EAST PROVIDENCE, RHODE ISLAND — Gordon S. Wood, a Pulitzer Prize-winning historian and professor emeritus at Brown University, died on Sunday at the age of 92 after being struck by a vehicle. The fatal accident occurred in a supermarket parking lot in East Providence, Rhode Island, and was reported by local police.
Wood authored dozens of books and essays focused on early United States history. His first book, "The Creation of the American Republic," won the Bancroft Prize in 1970. Later, his work "The Radicalism of the American Revolution" won the Pulitzer Prize in 1993. Another book, "Empire of Liberty," was an award finalist in 2009. President Barack Obama presented Wood with a National Humanities Medal in 2011.
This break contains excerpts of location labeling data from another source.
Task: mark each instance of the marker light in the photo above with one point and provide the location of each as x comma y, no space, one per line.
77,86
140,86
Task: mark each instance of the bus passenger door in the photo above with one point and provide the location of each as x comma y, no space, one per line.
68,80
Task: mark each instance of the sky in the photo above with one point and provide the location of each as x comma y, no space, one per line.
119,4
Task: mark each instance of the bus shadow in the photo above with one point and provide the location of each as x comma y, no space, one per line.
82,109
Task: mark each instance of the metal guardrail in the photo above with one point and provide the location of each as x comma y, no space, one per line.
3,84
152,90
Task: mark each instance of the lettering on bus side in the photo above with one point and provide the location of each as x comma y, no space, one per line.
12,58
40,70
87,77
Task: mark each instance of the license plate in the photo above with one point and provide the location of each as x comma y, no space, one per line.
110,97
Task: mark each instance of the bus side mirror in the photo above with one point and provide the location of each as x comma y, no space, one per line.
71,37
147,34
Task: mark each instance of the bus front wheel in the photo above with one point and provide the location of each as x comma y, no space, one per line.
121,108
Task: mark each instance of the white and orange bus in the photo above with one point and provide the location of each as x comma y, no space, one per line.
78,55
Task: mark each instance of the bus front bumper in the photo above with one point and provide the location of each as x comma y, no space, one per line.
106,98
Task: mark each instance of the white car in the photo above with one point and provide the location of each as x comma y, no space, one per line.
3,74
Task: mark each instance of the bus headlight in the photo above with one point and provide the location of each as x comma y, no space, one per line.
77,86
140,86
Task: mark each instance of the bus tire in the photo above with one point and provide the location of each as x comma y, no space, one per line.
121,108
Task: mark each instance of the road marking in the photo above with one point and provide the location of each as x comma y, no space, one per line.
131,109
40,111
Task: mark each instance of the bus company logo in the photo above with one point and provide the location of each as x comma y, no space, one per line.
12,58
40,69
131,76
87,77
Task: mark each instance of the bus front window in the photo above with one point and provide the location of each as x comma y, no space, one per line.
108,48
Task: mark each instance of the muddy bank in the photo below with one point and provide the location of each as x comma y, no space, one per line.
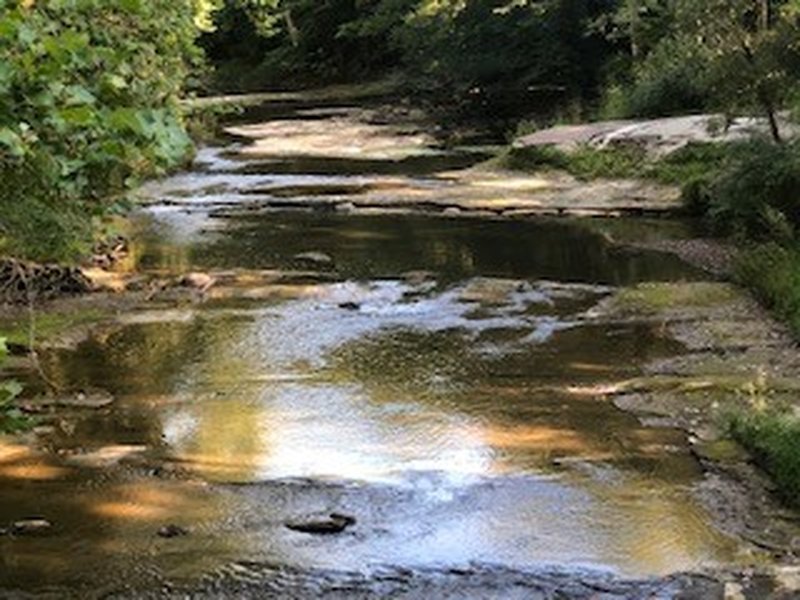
737,357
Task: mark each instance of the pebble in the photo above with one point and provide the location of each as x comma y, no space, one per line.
32,526
172,531
332,524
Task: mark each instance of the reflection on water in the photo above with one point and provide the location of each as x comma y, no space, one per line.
383,246
452,420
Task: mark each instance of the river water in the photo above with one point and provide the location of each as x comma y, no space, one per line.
434,378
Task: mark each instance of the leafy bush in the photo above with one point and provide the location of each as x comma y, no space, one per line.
757,192
88,106
772,271
773,438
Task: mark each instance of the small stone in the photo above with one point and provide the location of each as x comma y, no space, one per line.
172,531
332,524
198,281
32,526
314,257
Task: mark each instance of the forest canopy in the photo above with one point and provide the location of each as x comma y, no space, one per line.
90,89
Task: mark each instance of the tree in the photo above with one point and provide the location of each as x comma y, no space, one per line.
755,51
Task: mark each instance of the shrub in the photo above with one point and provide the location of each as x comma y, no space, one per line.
773,438
88,106
772,271
757,192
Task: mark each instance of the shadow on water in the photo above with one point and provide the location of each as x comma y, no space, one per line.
387,246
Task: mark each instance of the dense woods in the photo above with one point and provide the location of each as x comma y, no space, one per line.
89,89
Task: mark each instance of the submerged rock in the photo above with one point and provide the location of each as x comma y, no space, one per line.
319,258
172,531
32,526
332,524
198,281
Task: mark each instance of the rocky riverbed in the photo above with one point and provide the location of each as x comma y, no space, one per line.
314,375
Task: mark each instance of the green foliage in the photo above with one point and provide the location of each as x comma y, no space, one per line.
757,193
88,107
773,438
772,271
670,80
11,418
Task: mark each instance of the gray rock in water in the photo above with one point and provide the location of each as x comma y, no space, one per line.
172,531
32,526
332,524
198,281
319,258
354,306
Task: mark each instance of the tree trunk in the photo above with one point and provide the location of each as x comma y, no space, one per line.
764,14
633,9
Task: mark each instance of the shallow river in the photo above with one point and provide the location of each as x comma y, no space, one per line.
430,377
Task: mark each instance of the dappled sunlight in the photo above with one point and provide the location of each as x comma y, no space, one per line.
539,438
22,463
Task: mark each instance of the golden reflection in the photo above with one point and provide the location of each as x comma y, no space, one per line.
32,472
143,501
535,437
23,463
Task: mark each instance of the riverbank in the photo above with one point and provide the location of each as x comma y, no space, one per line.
519,345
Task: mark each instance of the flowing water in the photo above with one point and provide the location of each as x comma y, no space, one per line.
430,377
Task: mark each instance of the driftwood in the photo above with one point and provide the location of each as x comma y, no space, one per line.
23,282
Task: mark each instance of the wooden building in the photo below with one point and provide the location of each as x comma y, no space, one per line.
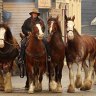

The National Humanities Medal citation recognized scholarship that provides insight into the founding of the nation and the drafting of the U.S. Constitution. Wood argued in his research that the U.S. Constitution was devised by elites and unintentionally altered traditional social structures. He stated that historians should understand early American history without framing it as strictly a positive or negative moral narrative.
Wood included extensive passages on slavery in "Empire of Liberty," characterizing it as contrary to the principles of liberty and equality. He criticized the 1619 Project and its initial claim that preserving slavery was a primary motivation for the American Revolution, though he acknowledged not having read most of the project. He asserted that founders such as Thomas Jefferson and James Madison incorrectly believed slavery would end naturally and that the American Revolution advanced abolitionist efforts. Wood wrote, "We all want justice, but not at the expense of truth." He also wrote, "I don't know of any colonist who said that they wanted independence in order to preserve their slaves."
Wood published "The Idea of America" in 2011. University of South Carolina history professor Woody Holton stated that Wood died less than a month before the 250th anniversary of the United States.
He graduated summa cum laude from Tufts University and earned a master's degree and a Ph.D. from Harvard University, where he studied under historian Bernard Bailyn. His other published works include "Revolutionary Characters" and "The Americanization of Benjamin Franklin." Wood also contributed essays and reviews to The New York Review of Books and The New Republic. He served as a consultant for a PBS documentary about Thomas Jefferson, produced by Ken Burns, and chaired an advisory panel for the National Constitution Center in Philadelphia.